Updates!!! Come on, girl! You got to get some more pictures and stories and stuff! Isn't he going to do rabbit hopping? Maybe you could enlighten (?) us all about that!? lol

Emily


----------



## FallingStar (Mar 18, 2008)

Okay, well my camera isn't working at the moment so I cannot take any pictures to update everyone. :rant: 


But [like BlueSky said] I plan to do rabbit hopping with Winston, and try it with the girls. I'm still waiting for a nice day to start with it. So hopefully I'll get the nice day soon or later..  

But Winston is getting bigger and bigger. He's starting to move/toss things around in his cage because he doesn't like the way mum -me- puts it in his cage. Haha. Little stinker.  


I've been messing around with my camera and hopefully it will be good and work tomorrow for me. But I'll update again tomorrow, hopefully with pics. 


KP 'n' Buns


----------



## BlueCamasRabbitry (Mar 18, 2008)

Yay! Lol. can't wait! 

Emily


----------



## BlueCamasRabbitry (Mar 20, 2008)

Ahem. Where are the new pictures of that cute little fellar!? lol. 

Winston's so adorable! I just love him! And, of course, I love Butter & Rayne too,  

Emily


----------



## FallingStar (Mar 25, 2008)

Sorry guys that I haven't updated his blog for awhile but, I got some pictures of him today and all.  Here they are..


http://i240.photobucket.com/albums/ff249/karleepearson/GEDC0404.jpg
Winston looking at our dogs barking.. 


http://i240.photobucket.com/albums/ff249/karleepearson/GEDC0401.jpg
Cleaning himself. 


http://i240.photobucket.com/albums/ff249/karleepearson/GEDC0400.jpg
He wanted his harness off, so I took it off.


http://i240.photobucket.com/albums/ff249/karleepearson/GEDC0399.jpg
Winston munching on a treat. 


http://i240.photobucket.com/albums/ff249/karleepearson/GEDC0398.jpg
This pic is right before he ran off. 


I hope you enjoy the pics..


----------



## Jess_sully (Mar 25, 2008)

Oh he's such a nice deep black color! I love how in the last one the brown in his eyes really stands out against his fur.
Love his name, too.


----------



## BlueCamasRabbitry (Mar 25, 2008)

AHHH he's adorable! I LOVE the new pictures of him! From the evidence of logs, it seems as though he was being trained?! was he not....
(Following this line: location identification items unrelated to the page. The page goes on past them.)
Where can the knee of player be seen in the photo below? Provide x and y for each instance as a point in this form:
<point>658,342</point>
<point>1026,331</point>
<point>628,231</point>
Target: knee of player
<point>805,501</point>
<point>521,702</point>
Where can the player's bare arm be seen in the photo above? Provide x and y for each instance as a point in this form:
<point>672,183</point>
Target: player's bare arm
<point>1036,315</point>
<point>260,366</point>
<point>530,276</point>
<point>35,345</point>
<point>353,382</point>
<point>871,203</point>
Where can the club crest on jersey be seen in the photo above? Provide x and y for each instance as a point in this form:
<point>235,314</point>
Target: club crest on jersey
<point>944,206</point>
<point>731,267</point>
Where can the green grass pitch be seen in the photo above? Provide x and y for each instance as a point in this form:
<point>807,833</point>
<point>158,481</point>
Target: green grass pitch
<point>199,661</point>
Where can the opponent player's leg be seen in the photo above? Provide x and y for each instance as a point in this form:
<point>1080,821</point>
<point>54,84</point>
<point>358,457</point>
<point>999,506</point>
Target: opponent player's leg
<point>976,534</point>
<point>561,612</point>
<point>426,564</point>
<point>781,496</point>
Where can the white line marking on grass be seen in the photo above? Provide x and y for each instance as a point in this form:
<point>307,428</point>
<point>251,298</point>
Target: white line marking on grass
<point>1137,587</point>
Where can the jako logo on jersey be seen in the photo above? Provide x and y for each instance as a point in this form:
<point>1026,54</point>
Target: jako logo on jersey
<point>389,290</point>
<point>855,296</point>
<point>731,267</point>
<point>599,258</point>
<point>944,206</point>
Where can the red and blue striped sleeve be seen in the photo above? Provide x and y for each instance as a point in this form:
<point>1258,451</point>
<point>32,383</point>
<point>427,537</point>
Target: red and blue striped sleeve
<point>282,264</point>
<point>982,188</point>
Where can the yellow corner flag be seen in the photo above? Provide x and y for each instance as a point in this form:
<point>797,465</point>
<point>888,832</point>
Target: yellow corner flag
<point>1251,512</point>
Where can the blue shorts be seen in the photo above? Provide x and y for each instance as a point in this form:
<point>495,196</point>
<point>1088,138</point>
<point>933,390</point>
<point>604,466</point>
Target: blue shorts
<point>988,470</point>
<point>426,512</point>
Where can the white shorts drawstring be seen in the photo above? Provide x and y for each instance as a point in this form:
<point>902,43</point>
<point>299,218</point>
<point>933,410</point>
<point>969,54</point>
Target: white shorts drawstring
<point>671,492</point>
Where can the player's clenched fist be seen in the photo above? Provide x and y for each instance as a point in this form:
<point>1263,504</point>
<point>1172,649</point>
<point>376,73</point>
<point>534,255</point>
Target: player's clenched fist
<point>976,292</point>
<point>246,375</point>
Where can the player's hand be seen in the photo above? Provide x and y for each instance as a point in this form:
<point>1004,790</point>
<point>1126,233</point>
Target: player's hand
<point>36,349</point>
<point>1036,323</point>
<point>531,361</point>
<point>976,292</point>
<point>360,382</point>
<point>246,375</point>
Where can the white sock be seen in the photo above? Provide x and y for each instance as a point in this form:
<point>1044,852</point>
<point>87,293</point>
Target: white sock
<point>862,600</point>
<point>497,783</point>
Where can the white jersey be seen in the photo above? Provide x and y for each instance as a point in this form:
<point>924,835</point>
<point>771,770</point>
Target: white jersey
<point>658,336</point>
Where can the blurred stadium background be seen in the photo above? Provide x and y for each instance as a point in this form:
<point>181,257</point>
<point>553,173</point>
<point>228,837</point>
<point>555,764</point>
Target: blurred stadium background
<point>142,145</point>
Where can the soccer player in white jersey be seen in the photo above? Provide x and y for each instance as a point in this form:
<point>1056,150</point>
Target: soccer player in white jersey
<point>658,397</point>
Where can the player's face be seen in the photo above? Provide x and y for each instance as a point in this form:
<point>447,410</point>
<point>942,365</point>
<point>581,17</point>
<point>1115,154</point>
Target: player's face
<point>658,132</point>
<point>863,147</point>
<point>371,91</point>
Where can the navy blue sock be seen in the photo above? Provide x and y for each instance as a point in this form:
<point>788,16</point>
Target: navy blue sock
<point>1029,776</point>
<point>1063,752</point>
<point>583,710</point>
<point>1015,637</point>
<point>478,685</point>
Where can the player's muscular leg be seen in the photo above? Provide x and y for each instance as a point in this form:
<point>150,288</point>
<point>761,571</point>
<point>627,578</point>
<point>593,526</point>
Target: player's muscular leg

Did you train him? If so, how'd it go!? 

I love the first picture! SO CUTE! I can't wait to see him again!

Emily


----------



## BSAR (Mar 25, 2008)

I love those pics of him!! They are so great!!


----------



## FallingStar (Mar 26, 2008)

Thanks everyone. And _yes_ BlueSky I did train him a little bit, he did okay I guess. Haha.  I know, Jess! I love how his eyes look in that picture! So cute! He has a little bit of brown in his fur too. It's hard to see in the pictures, but in real life you can see it. But I got more pics of where Winston lives!  Here they are! And the little jumping course I trained him on today. 


http://i240.photobucket.com/albums/ff249/karleepearson/GEDC0419.jpg
Here is one view of the hutch. There are 4 slots in it. The first slot is Rayne, Buttercup, then an empty lots that was feed, hay etc in it and then Winston is in the last one. The top is open on this one. 



http://i240.photobucket.com/albums/ff249/karleepearson/GEDC0418.jpg
Here is the hutch with the top is open.


http://i240.photobucket.com/albums/ff249/karleepearson/GEDC0412.jpg
Just another pic of the hutch.



http://i240.photobucket.com/albums/ff249/karleepearson/GEDC0421.jpg
Here is the little jumping course I have set up on my porch. 




http://i240.photobucket.com/albums/ff249/karleepearson/GEDC0420.jpg
Another view of the course. 


Hope you enjoy that pics. 

My camera is working, so I'm going crazy!


----------



## BlueCamasRabbitry (Mar 26, 2008)

Great! Finally pictures of the hutch! Lol. jk. 

Great pictures of the course! Its so cute! 

Emily


----------



## Jess_sully (Mar 26, 2008)

Outside buns would never do well over here, but I have to say, that IS a nice hutch.


----------



## FallingStar (Mar 27, 2008)

Yes, I know what you mean Jess. It gets pretty cold up here, but I give them _tons _of hay and then I give them a little bit f Black Oil Sunflower Seeds and that keeps them warm.  

I know, I love my hutch! :love:


----------